CÔTE D’IVOIRE-RESSOURCE EN EAUX : LE SECTEUR PRIVÉ ET L’ÉTAT AFFINENT LES DÉCRETS D’APPLICATION DU CODE DE L’EAU 

La réforme du cadre juridique de la gestion de l’eau en Côte d’Ivoire franchit une nouvelle étape. Un atelier d’échange et de relecture des avant-projets de décrets d’application de la loi n°2023-902 du 23 novembre 2023 portant Code de l’Eau s’est tenu, jeudi, à la Maison de l’Entreprise à Abidjan-Plateau.

Présidée par Yéo Eugène, cette rencontre a mobilisé les principaux acteurs du secteur privé, notamment la CGECI, l’UGECI, l’UNEMAF, le GIBTP et le GPMCI, aux côtés d’experts techniques et de représentants d’entreprises.

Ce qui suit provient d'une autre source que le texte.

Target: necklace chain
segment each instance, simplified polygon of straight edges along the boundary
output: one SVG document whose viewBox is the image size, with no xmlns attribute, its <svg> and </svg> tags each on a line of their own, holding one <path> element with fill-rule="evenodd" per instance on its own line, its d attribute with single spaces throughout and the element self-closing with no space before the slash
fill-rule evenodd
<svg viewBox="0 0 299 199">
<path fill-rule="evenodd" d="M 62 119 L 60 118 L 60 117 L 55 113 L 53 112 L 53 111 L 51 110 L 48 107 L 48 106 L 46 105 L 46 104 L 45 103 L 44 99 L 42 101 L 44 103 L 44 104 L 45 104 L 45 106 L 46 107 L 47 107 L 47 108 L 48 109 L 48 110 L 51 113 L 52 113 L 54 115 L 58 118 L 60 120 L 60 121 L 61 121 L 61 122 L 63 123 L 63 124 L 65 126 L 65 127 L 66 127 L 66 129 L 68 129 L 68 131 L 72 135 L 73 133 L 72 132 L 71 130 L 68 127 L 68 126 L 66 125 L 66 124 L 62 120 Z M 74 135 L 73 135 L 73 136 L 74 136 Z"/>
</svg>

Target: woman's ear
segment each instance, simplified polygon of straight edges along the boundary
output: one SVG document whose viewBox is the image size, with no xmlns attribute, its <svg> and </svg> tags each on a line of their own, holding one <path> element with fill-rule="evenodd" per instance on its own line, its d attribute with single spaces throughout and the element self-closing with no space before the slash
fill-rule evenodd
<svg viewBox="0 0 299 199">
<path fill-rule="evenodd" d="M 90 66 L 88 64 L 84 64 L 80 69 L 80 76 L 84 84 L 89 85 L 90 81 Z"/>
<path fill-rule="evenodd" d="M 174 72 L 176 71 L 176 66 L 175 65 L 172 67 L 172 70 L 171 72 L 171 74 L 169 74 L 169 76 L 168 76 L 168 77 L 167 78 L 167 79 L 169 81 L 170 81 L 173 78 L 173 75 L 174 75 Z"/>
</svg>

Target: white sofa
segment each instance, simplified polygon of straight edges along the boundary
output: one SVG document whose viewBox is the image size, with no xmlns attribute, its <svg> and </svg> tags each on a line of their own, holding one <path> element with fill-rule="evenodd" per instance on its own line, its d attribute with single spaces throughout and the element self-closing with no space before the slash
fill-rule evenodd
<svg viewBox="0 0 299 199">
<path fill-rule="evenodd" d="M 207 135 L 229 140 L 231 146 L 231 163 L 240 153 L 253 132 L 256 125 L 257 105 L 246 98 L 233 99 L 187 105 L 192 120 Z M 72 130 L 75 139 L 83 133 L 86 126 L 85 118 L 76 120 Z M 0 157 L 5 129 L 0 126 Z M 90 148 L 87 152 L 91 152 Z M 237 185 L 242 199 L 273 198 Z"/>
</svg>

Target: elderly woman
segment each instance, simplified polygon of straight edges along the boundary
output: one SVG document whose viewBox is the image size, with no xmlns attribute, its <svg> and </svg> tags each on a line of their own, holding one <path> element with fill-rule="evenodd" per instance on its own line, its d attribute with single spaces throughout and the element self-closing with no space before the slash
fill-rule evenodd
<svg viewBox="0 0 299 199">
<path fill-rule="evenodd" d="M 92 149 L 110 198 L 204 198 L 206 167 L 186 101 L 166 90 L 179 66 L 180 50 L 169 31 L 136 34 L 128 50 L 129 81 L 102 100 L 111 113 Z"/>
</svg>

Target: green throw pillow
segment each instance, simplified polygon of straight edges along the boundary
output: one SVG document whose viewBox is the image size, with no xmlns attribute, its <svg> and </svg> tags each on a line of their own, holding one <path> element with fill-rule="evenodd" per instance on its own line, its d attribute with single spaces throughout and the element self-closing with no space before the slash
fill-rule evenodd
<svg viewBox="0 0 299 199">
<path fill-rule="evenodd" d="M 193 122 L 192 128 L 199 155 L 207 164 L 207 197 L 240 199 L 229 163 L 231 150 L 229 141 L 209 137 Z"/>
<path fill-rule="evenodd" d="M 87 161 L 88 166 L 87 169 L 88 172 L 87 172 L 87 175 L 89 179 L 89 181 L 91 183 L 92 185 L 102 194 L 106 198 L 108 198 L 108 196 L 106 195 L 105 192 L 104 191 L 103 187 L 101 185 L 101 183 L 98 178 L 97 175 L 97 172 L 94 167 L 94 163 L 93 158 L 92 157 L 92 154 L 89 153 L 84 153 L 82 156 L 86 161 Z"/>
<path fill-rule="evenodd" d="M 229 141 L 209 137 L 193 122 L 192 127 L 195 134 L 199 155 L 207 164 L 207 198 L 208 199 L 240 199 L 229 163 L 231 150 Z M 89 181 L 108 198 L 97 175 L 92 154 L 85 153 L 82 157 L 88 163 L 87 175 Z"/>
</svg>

Dans un contexte marqué par la pression croissante sur les ressources hydriques, liée à l’intensification des activités économiques et aux effets du changement climatique, les échanges ont porté sur l’opérationnalisation du nouveau Code de l’Eau. Quatre axes majeurs ont structuré les discussions : les procédures d’autorisation des ouvrages hydrauliques, le fonctionnement du Fonds de gestion des ressources en eau (FGIRE), l’organisation de l’Agence nationale des ressources en eau (ANRE), ainsi que les modalités de recouvrement des redevances.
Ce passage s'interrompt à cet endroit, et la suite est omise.